Your dismissal of all the evidence that the J10 can carry PGMs also greatly dimishes your credibility. There have been many pictures of J10s at offical events with targeting pods and PGMs displayed. The lack of photographic evidence is not conclusive in itself. There are no pictures of PLAAF J11s with R77s, by your logic, they cannot carry R77s. But we know from contract disclosures by the Russians that the J11s have been upgreated to carry R77s. And the Typhoon is a poor if not downright sill example to use.

The main reason it is taking so long with weapons integration is because of funding difficulty and politics between the partners and companies. It is also an outlier example since no other projects took anywhere close to that long for weapons integration. The Rafale or Gripen would have been better examples to used as a benchmark.

Your obsession with air show weapons load and using that as a criticism of the J10 is just superficial and shallow.
 

johnqh

Junior Member
Wow, people get so defensive.

You cannot use the whole under body length unless they are half buried. Need to avoid turbulence to the intake, and the rear ones need to avoid the engine heat and the fins shouldn't reduce approaching angle. Draw some photos yourself and you will see.
 

johnqh

Junior Member
By the way, it is unlikely that j10 carries r77. No country give out protocols to control their missiles (only known exceptions are magic and aim9, short range a2a).

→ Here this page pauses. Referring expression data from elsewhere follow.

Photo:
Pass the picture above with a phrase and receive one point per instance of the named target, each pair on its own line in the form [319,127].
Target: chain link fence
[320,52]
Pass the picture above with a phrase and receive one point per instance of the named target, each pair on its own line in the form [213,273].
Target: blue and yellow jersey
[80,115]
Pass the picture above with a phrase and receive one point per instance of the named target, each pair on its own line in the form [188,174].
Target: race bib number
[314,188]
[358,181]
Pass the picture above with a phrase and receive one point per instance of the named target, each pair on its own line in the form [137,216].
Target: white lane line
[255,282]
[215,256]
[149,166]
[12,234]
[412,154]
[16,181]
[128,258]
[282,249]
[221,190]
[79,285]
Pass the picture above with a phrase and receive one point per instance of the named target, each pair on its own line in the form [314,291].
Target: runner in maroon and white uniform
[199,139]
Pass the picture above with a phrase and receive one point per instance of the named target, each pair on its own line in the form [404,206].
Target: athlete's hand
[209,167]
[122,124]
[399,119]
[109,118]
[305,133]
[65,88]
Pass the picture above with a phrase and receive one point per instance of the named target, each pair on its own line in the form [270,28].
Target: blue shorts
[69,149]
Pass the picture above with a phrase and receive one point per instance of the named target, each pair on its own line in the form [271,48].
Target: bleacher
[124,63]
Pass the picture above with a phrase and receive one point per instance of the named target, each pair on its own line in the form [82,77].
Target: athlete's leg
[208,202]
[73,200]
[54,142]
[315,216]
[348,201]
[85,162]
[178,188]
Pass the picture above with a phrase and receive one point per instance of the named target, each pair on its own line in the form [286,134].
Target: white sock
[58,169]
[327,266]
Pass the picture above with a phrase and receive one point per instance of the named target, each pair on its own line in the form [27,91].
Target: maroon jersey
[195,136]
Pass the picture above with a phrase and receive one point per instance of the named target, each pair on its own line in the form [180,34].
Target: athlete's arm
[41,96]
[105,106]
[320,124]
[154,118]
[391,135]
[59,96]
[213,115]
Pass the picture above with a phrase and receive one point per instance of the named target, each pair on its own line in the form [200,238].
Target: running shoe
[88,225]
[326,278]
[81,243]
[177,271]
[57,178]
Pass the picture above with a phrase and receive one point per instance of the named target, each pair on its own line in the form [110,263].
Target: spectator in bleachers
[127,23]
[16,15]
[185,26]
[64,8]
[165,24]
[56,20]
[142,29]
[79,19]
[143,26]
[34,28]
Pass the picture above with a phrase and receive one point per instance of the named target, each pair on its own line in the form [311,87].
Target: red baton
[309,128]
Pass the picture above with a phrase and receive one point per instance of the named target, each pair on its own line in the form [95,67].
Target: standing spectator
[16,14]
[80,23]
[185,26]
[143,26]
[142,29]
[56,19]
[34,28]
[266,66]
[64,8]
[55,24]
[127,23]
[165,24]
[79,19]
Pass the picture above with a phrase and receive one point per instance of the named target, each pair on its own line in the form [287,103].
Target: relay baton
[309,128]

So the Chinese su27 cannot fire sd10/pl12, and j11 cannot fire r77.
 

plawolf

Lieutenant General
As I mentioned in my first post, go take a look at Flankers carrying R27s under their intake, missiles protruding a little in front of the intake is not an issue.

Your mention of heat and fumes for the rear missiles also plainly ignores real world examples like M2Ks and Rafales carrying missiles in pretty much the same position with no problems.

It just looks like you are grasping at straws here.

Making a miscalculation about the lengths and drawing the wrong conclusions is perfectly natural and nothing to be ashamed of, but changing your argument and stubbornly refusing to re-examine your position in light of the new information just looks silly and makes me feel you just got an axe to grind instead of really caring about the subject.

The lack of basic knowledge you are displaying is also pretty disappointing. Only the J11Bs use Chinese radars, the original Su27s and first J11s used Russian radars, which were later upgraded to add R77 compatibility, amongst other things.